Su Zhanhao, Xiang Li, Liu Zeye, Wu Hao, Li Shoujun, Chen Huiwen, Zhang Hao
State Key Laboratory of Cardiovascular Disease, National Center for Cardiovascular Diseases, Fuwai Hospital, Peking Union Medical College, Chinese Academy of Medical Sciences, Beijing, China.
Center for Pediatric Cardiac Surgery, National Center for Cardiovascular Diseases, Peking Union Medical College, Fuwai Hospital, Chinese Academy of Medical Sciences, Beijing, China.
Front Pediatr. 2021 May 7;9:555141. doi: 10.3389/fped.2021.555141. eCollection 2021.
Congenital heart disease (CHD) is the leading birth defect in China, and many patients require congenital heart surgery (CHS) to achieve optimal outcomes. However, the current landscape and population accessibility to specialist resources for CHS in China are unclear. Care facilities performing CHS were identified from the 2018 white book of Chinese cardiovascular surgery and were categorized as full or limited facilities based on specialist capacity. Census-based population data and road data were obtained from administrative sources. Service area analysis of all facilities was performed to estimate geographic accessibility. Of 93 facilities in 14 provinces and municipalities in northern China, only 30.1% had full specialist capacity. The shortage of pediatric cardiologists and mechanical circulatory support was the primary limiting factor. In 2018, 61.3% of facilities performed <200 CHS cases, and 31.6% of all CHS cases ( = 30,921) were performed in limited facilities with substantially lower volume than full-capacity facilities (median value: 85.0 vs. 368.0). Beijing had a disproportionately higher CHS volume (367 cases per million population) than other provinces. Of all children under 5 in northern China, only 12.9% live within 30 km (a typical half-day visit) of the service areas of all facilities. Compared to children from the eastern region (31.4%), 71.8% of children from the central region and 70.2% of children from the western region needed to travel >180 km (a typical overnight visit) to receive care in full-capacity facilities. Many facilities for CHS in northern China had limited specialist capacity, and many CHD patients received suboptimal surgical care. Policy measures should address the significant geographic disparities to receive high-quality surgical care among disadvantaged patients.
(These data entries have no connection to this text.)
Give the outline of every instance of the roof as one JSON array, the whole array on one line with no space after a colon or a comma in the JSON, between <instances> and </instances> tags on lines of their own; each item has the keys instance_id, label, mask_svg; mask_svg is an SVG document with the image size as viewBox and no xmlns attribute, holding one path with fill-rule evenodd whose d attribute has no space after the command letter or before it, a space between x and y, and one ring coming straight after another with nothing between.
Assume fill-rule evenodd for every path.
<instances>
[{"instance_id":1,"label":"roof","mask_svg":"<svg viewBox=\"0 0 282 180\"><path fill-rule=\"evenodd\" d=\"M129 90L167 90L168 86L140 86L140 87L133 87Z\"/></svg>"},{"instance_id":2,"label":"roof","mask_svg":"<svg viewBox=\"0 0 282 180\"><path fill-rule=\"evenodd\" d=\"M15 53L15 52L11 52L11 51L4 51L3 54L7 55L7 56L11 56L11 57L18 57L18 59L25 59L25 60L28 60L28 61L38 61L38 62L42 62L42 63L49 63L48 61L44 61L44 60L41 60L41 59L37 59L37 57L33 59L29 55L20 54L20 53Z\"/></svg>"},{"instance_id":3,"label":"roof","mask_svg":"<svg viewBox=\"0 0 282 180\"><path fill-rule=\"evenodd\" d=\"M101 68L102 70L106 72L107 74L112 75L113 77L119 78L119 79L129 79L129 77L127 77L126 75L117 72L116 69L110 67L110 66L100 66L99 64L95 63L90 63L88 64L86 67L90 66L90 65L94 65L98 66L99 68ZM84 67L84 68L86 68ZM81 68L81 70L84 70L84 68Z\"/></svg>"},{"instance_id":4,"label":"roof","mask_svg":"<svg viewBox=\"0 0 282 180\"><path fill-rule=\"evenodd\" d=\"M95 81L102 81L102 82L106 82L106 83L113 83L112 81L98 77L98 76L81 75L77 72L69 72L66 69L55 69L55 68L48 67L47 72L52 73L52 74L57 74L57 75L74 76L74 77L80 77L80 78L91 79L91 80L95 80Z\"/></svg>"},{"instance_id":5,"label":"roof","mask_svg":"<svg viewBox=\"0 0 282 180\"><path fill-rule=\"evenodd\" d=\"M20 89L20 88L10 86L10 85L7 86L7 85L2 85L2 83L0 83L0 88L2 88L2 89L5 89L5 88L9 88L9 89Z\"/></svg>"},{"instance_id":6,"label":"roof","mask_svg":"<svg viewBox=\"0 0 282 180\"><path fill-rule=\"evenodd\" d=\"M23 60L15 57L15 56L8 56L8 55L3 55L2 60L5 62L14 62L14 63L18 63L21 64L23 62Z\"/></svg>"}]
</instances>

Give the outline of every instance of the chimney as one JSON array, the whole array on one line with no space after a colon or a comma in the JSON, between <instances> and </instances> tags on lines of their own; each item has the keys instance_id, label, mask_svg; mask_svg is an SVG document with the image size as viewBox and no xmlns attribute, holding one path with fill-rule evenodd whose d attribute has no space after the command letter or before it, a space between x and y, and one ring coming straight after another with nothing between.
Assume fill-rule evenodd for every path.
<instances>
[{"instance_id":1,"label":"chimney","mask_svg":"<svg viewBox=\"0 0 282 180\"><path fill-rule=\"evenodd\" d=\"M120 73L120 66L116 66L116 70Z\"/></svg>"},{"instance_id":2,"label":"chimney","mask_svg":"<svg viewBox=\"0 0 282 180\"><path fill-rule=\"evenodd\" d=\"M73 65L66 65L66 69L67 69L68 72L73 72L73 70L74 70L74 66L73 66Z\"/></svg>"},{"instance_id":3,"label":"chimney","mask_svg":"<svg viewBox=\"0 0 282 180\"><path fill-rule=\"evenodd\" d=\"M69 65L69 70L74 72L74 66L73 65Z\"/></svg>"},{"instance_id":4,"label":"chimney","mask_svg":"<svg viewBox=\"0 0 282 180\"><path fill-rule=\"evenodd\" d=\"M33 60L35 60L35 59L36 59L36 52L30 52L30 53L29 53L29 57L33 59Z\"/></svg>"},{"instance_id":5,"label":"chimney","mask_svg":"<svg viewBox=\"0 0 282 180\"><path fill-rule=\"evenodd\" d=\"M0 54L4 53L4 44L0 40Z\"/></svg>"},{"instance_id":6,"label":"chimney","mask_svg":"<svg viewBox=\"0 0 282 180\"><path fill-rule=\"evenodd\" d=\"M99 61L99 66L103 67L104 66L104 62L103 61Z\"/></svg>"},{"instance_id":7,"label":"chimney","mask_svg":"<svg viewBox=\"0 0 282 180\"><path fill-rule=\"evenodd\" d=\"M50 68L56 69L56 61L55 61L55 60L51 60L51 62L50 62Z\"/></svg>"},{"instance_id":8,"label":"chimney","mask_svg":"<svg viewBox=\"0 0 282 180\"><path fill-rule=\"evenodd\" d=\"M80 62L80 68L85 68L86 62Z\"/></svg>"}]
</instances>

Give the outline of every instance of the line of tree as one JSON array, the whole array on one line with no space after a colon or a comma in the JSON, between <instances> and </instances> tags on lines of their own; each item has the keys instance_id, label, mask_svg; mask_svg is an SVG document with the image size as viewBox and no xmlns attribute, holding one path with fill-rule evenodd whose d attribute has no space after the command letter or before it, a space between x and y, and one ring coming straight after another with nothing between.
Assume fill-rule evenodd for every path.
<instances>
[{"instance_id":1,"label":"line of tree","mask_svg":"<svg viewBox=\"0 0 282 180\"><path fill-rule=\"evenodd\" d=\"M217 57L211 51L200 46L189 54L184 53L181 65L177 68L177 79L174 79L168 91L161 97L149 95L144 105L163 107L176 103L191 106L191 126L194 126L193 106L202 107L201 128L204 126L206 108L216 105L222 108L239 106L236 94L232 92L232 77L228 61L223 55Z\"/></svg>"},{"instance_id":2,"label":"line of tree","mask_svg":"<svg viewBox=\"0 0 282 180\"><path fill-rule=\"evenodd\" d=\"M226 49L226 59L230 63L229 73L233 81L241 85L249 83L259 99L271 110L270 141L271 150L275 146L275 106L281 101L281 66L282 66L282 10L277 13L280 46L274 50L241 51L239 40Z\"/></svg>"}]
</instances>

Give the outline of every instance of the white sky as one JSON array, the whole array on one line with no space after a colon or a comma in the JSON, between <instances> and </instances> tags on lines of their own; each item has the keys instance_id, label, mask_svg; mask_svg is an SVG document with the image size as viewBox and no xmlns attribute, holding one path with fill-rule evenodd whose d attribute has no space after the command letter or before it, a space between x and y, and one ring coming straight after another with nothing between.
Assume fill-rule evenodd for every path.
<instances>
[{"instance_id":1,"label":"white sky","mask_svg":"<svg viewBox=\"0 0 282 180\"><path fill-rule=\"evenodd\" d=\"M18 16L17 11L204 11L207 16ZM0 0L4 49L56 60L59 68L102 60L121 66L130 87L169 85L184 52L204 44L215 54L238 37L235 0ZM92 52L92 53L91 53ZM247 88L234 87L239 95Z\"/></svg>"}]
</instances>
先天性心脏病(CHD)是中国最主要的出生缺陷疾病,许多患者需要接受先天性心脏手术(CHS)以获得最佳治疗效果。然而,目前中国先天性心脏手术专科资源的现状以及人群可及性尚不清楚。从《2018中国心血管外科白皮书》中确定了开展先天性心脏手术的医疗机构,并根据专科能力将其分为全面型或有限型机构。基于人口普查的人口数据和道路数据来自行政部门。对所有机构进行服务区域分析以评估地理可及性。在中国北方14个省和直辖市的93家机构中,只有30.1%具备全面的专科能力。儿科心脏病专家和机械循环支持的短缺是主要限制因素。2018年,61.3%的机构开展的先天性心脏手术病例数少于200例,所有先天性心脏手术病例的31.6%(n = 30,921)在有限型机构进行,其手术量远低于全面型机构(中位数:85.0对368.0)。北京的先天性心脏手术量(每百万人口367例)比其他省份高得多。在中国北方所有5岁以下儿童中,只有12.9%居住在所有机构服务区域30公里范围内(通常为半天的行程)。与东部地区的儿童(31.4%)相比,中部地区71.8%的儿童和西部地区70.2%的儿童需要前往180公里以上(通常为过夜行程)才能在全面型机构接受治疗。中国北方许多先天性心脏手术机构的专科能力有限,许多先天性心脏病患者接受的手术治疗效果欠佳。政策措施应解决弱势患者在获得高质量手术治疗方面存在的显著地理差异问题。